30% das PME's do país nao tem antivírus ou segurança de dados.

Pesquisa Symantec revela que grande parte das empresas Brasileiras são vulneráveis a vírus.

Embora as Pequenas e Médias empresas da América Latina saibam que Segurança da Informação é importante, os índices de prevenção ainda são baixos e poucas usam soluções de proteção. Segundo a Pesquisa Symantec 2009 sobre Armazenamento e Segurança nas PMEs, realizada com 300 companhias (entre 10 e 500 funcionários) de países latino-americanos, 29% delas não possuem solução de antivírus. No Brasil, o percentual das empresas ouvidas é de 30%.
 
“Esse índice é surpreendente, uma vez que identificamos ser vírus a principal preocupação do segmento quando se trata de segurança. Em segundo lugar, vazamento de dados e, em terceiro, conexão remota. No Brasil, o spam aparece em terceiro lugar. Isso porque, somos o segundo maior País da AL em mensagem eletrônica não solicitada”, revela Marcelo Saburo, gerente Comercial da Symantec Brasil.

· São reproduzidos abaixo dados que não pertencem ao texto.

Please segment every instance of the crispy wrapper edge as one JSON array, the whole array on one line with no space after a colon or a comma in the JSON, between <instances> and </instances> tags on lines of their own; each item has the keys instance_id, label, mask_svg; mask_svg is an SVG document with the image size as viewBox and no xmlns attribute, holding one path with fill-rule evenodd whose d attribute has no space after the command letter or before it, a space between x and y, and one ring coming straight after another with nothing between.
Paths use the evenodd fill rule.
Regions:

Mesmo diante desse cenário, 28% dos entrevistados afirmaram que destinam entre 21% a 40% do budget de TI para Segurança da Informação. Apesar da crise econômica, 42% planejam aumentar o orçamento de Tecnologia da Informação. Em contrapartida, a falta ou não de investimento é apenas uma parcela da falta de proteção nesse segmento.

De acordo com as companhias ouvidas para o estudo, a falta de preparo dos funcionários para gerenciar o ambiente de segurança é um dos maiores problemas: 32% das empresas na América Latina não possuem um pessoal dedicado à segurança. No Brasil, o cenário é um pouco melhor, 28% delas não tem pessoal capacitado para a manutenção e a correção de problemas é realizada pelo próprio usuário.

Além disso, os riscos geram vazamento de informações. No Brasil, 50% das empresas ouvidas dizem ser a perda ou roubo de laptops um dos maiores prejuízos. A falha de sistema ou no hardware, com a perda do HD, também está entre as principais causas de perda de dados. “Em terceiro lugar, a perda de fitas de backup ou dispositivos de informações sensíveis (fitas de backup, pen drive, câmera) também preocupa as PMEs, principalmente as brasileiras, uma vez que 43% delas ainda realizam cópias de segurança em fitas”, observa Saburo.

De acordo com a pesquisa, a vulnerabilidade se dá pela falta de proteção das empresas latino-americanas nos endpoints (qualquer hardware que faça interação entre a empresa e o usuário), totalizando 42% do total de companhias ouvidas na AL contra 47% nacionais.

As pequenas e médias também usam pouco soluções de backup, 48% na AL contra 42% no Brasil. Também há falhas no uso de ferramentas de antispam, 36% das organizações da AL deixam de adotar esse tipo de política contra mensagens eletrônicas indesejadas, sendo que esse índice não é diferente no Brasil, ficando com 35%.